Friends Hospital, a 200-year-old psychiatric hospital in Northeast Philadelphia, announced that it has added two new members to its administrative staff and three to its clinical staff. Eve Townsend has joined as director of Social Services. Tamika Stewart has assumed the role of director of Utilization Management. James Jones, MD is now Medical Director of the Friends Hospital Admissions & Evaluations Center. Jonathan Shack, MD, has joined Friends as Medical Director of a general adult unit.
The Horn Memorial Hospital Board of Directors has named Marc Augsburger as CEO/administrator. Augsburger was formerly the vice president of operations at Caro Memorial Hospital in Caro, MI. He began his duties at Horn Memorial Hospital Nov. 30.
Gregory Semerdjian, MD, has been named senior vice president/CMO for Franciscan Health System.

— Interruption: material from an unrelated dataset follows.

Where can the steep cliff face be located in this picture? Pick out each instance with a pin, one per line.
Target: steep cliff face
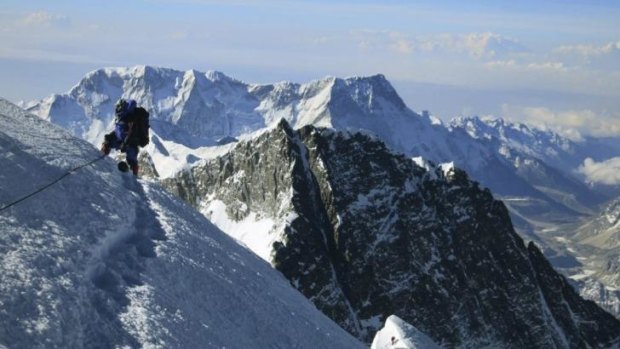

For the past 10 years, Semerdjian served as vice president for medical and clinical operations for Denver-based Catholic Health Initiatives. CHI is among the largest non-profit health systems in the United States, with 75 hospitals and other care facilities in 19 states. Franciscan Health System is affiliated with CHI. Semerdjian, who served as Franciscan's interim CMO since July 31, succeeds Mike Newcomb, DO, who accepted a senior leadership position at Legacy Health System in Portland, OR.
Marilyn Schock, former associate administrator at Banner Health's 132-bed McKee Medical Center, will now serve as the hospital's CEO. Schock, the interim CEO, assumes the permanent position effective immediately. She has more than 23 years at Banner Health. For the past 14 months, Schock has served as the associate administrator for North Colorado Medical Center in Greeley—a 398-bed hospital operated by Banner Health.
A Senate plan to cut Medicare to pay for an overhaul of the health system would threaten the profitability of roughly one in five hospitals and nursing homes over the next decade, according to an analysis by Rick Foster, chief actuary for the Centers for Medicare and Medicaid Services. In a report, Foster questioned the sustainability of many of the proposed cuts, the major source of funding in a plan to extend insurance to more than 30 million additional Americans, the Washington Post reports. The proposal to reduce payments to hospitals and other providers to force them to adopt more efficient practices could prove particularly problematic for institutions that serve large numbers of Medicare patients, Foster wrote in the analysis.
In a setback for Democratic leaders, Senator Joseph I. Lieberman, independent of Connecticut, said that he would vote against healthcare legislation in its current form. The bill's supporters had said earlier that they thought they had secured Lieberman's agreement to go along with a compromise they worked out to overcome an impasse within the Democratic Party. But Lieberman told the Senate Majority Leader Harry Reid to scrap the idea of expanding Medicare and abandon any new government insurance plan or lose his vote, the New York Times reports.